- Directed by: Lesley Selander
- Written by: Blake Edwards John C. Champion
- Produced by: John C. Champion Blake Edwards
- Starring: Rod Cameron Cathy Downs Reed Hadley Anne Gwynne Blake Edwards
- Cinematography: Harry Neumann
- Edited by: Richard Heermance
- Music by: Rex Dunn
- Production company: Champion-Edwards Productions
- Distributed by: Allied Artists
- Release date: February 22, 1948;
- Running time: 85 minutes
- Country: United States
- Language: English
- Budget: $400,000

= Panhandle (film) =

1948 film by Lesley Selander

Panhandle is a 1948 Western film directed by Lesley Selander and starring Rod Cameron. This Western marked the writing and producing debuts of Blake Edwards and John C. Champion. Champion later reworked the story as the 1966 Audie Murphy Western The Texican. The team of Edwards, Champion, Selander, and star Cameron reteamed for the 1949 Western Stampede.
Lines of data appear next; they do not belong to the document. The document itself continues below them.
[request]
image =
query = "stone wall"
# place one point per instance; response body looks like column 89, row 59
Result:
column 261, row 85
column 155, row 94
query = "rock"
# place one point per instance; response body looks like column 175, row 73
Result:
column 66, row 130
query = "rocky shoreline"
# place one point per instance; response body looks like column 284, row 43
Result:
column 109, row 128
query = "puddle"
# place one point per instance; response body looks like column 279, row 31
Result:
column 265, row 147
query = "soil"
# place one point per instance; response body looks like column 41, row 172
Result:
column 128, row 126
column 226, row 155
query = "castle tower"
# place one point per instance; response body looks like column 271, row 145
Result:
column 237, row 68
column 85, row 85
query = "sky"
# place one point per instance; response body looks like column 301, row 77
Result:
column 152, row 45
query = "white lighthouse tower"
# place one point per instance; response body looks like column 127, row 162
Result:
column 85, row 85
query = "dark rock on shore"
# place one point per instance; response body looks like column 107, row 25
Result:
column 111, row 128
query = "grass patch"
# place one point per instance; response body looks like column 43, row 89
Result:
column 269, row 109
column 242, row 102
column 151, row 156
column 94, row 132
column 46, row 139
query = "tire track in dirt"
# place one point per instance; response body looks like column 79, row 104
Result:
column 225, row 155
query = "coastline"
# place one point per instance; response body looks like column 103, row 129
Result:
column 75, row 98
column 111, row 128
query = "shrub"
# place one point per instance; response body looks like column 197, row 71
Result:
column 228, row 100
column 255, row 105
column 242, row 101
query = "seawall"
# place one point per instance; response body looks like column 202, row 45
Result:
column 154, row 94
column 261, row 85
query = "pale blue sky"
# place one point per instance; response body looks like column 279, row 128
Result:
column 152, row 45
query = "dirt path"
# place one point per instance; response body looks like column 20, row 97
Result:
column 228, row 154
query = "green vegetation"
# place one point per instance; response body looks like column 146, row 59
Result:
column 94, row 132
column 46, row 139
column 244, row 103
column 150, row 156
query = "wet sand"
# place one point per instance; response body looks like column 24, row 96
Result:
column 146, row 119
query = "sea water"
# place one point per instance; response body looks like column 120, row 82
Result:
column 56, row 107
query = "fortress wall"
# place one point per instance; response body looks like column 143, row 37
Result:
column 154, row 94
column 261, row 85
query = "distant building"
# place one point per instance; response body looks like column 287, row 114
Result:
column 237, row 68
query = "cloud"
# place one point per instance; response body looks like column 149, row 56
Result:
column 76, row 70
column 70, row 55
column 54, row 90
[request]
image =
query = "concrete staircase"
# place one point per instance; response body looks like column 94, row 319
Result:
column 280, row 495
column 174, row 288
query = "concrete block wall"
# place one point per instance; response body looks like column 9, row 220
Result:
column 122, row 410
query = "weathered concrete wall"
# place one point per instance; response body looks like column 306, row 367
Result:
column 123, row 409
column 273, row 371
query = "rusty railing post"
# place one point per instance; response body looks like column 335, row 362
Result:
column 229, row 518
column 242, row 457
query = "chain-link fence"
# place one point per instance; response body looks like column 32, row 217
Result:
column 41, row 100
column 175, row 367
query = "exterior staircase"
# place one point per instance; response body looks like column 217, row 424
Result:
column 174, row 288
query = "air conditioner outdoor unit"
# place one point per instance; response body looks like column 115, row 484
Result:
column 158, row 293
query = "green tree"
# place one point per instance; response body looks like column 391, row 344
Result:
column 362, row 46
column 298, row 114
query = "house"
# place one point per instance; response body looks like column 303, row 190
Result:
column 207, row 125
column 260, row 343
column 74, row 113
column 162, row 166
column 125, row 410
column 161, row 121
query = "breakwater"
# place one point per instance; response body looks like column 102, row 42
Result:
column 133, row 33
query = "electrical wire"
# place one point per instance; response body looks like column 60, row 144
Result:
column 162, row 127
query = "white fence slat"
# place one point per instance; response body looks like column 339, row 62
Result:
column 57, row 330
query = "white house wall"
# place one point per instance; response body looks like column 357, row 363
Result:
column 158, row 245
Edwards later produced the police drama City Detective starring Cameron. The series was the first syndicated on television.

==Cast==
- Rod Cameron as John Sands
- Cathy Downs as Jean 'Dusty' Stewart
- Reed Hadley as	Matt Garson
- Anne Gwynne as	June O'Carroll
- Blake Edwards as Floyd Schofield
- Dick Crockett as Elliott Crockett
- Rory Mallinson as Sheriff Jim
- Charles Judels as Botticelli the barber
- Alex Gerry as Raven McBride
- Francis McDonald as Crump
- J. Farrell MacDonald as Doc Cooper
- Henry Hall as Wells
- Stanley Andrews as	Tyler
- Jeff York as Jack
- James Harrison as Harland
- Charles La Torre as Juan
- Frank Dae as Regan
- Billy Wayne as gambler

==Production==
Producers John C. Champion and Blake Edwards raised $40,000 of the budget themselves, with Monogram providing $140,000.